The job losses is just initial because another 600 factories in the industrial zone of Kunshan plan to cut payroll costs and speed up production by replacing employees with robots. With the move, Foxconn’s manpower is down to 50,000 from 110,000, said Xu Yulian, an employee of the Kunshan government’s publicity department, reported The South China Morning Post.
The Taiwanese firms, 35 of them including Foxconn, are recovering the 4-billion-yuan investment on artificial intelligence (AI) the companies made in 2015. However, in the end, it may be the Kunshan local economy which would suffer with the shift to AI since two-thirds of its estimated population of 2.5 million, as of 2014, are migrant workers.
Unemployed migrant workers could resort to crime or leave the place and affect businesses dependent on the migrants.
The companies did not mind the higher upfront cost to the shift to AI because the robots are viewed as more predictable and stable on the long-term compared to workers.
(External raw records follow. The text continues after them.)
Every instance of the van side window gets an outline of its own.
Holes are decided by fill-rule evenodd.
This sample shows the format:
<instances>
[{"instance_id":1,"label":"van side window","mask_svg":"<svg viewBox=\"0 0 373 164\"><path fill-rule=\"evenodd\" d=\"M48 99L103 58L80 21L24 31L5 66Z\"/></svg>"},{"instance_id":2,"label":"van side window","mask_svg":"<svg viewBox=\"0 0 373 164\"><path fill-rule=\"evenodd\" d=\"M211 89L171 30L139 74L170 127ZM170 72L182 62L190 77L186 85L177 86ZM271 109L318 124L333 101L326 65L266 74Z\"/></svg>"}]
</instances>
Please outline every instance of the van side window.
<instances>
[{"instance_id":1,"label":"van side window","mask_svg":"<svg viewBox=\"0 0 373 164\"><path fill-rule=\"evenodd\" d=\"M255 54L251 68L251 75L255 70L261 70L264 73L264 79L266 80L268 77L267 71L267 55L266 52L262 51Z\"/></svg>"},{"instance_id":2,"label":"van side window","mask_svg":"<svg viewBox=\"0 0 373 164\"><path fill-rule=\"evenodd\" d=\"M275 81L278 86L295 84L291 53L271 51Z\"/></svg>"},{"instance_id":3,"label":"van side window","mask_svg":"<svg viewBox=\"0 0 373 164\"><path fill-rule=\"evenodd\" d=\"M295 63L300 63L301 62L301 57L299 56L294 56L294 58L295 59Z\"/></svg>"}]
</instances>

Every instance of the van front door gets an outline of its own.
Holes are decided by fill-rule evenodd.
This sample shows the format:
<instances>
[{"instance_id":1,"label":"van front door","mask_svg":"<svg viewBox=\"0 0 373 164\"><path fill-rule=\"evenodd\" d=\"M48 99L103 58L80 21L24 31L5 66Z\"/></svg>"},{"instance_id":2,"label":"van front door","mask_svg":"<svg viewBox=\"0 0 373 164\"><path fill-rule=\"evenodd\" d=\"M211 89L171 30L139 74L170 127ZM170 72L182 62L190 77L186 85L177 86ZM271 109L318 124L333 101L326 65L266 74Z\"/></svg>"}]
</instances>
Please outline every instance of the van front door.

The ethical issues linked with causing unemployment rates to go up could possibly be justified by the tight deadlines these tech giants face to assemble high-tech gadgets shipped globally, reported Marketwatch.
With robots for employees, Foxconn would have less manpower problems such as the rash of suicides in their factory a few years ago due to complaints of overwork, poor accommodation and low pay.
It is not just in China but other countries where jobs are on the line since more than 30,000 robots, with a combined value of $1.8 billion, were ordered from companies in North America in 2015, according to the Robotic Industries Association.